Search strategies control how AIRT explores the input space. Different strategies suit different problems—some prioritize breadth-first exploration, others exploit local improvements, and some specialize in multi-turn dialogue.

LLM Attacks

For LLM jailbreaking, AIRT provides research-backed search algorithms that use an attacker model to generate adversarial prompts, a target model to test, and an evaluator model to score responses:
StrategyAttack FunctionHow It WorksBest For
Beam Searchtap_attack, prompt_attackMaintains top-K highest-scoring prompts, generates variations of each, prunes low performersBroad exploration with exploitation of promising branches
Graph Neighborhoodgoat_attackExplores prompt variations using parent/sibling context from attack graphEscaping local optima when beam search gets stuck
Crescendocrescendo_attackMulti-turn conversation that gradually escalates from benign to adversarialBuilding trust before attempting boundary-pushing requests
The attacker model acts as a prompt refiner: given previous attempts and their scores, it generates improved prompts more likely to succeed against the target’s defenses.

Traditional ML Attacks

For traditional ML models (image classifiers, tabular data classifiers, audio classifiers, etc.), AIRT provides gradient-free optimization strategies that work without access to model internals. These black-box attacks only need to query the model and observe outputs:
StrategyTypeHow It WorksBest For
simba_searchScore-basedRandom perturbations to input, keeps changes that improve objective scoreWhen you have continuous score feedback from the model
hop_skip_jump_searchDecision-basedBinary search toward decision boundary using only hard predictionsWhen you only have access to final class labels (no confidence scores)
nes_searchGradient estimationNatural evolution strategies to estimate gradients from score queriesSmooth optimization with limited queries, differentiable objectives
zoo_searchGradient estimationZeroth-order optimization using finite differencesPrecise gradient estimation when query budget allows
import dreadnode as dn
from dreadnode.airt import Attack
from dreadnode.airt.search import simba_search

# Define target classifier
@dn.task
async def image_classifier(image: dn.Image) -> dict:
    """Simulates an image classifier."""
    # Your classifier logic here
    return {"label": "cat", "confidence": 0.92}

# Load original image
original_image = dn.Image("path/to/cat.jpg")

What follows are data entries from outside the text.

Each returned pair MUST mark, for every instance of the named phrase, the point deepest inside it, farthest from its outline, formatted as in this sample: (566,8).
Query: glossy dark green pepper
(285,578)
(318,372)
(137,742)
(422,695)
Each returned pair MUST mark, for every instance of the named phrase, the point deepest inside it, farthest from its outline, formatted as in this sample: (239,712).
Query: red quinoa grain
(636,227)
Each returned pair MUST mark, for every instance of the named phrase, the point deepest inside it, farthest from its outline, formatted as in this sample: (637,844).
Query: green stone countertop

# Create attack with SimBA search (score-based)
attack = Attack(
    name="adversarial-image",
    target=image_classifier.as_target(),
    search_strategy=simba_search(
        original=original_image,
        theta=0.05,  # Perturbation step size
    ),
    objectives={
        "misclassified": dn.scorers.task_output(
            lambda x: 1.0 if x["label"] != "cat" else 0.0
        )
    },
    directions=["maximize"],
    max_evals=100,
)

# Run attack
result = await attack.run()

# Print results
if result.best_trial:
    print(f"Found adversarial example!")
    print(f"  Original label: cat")
    print(f"  Adversarial label: {result.best_trial.output['label']}")
    print(f"  Perturbation: minimal (theta=0.05)")
else:
    print("Attack failed to find adversarial example")

Generic Search Strategies

For custom optimization problems beyond LLM jailbreaking or image perturbation, AIRT provides flexible search strategies. Use iterative_search when you have a custom mutation function that transforms candidates based on previous results:
from dreadnode.optimization.search import iterative_search

def my_transform(trials: list) -> str:
    """Mutate the best candidate so far."""
    best = max(trials, key=lambda t: t.score)
    return modify_candidate(best.candidate)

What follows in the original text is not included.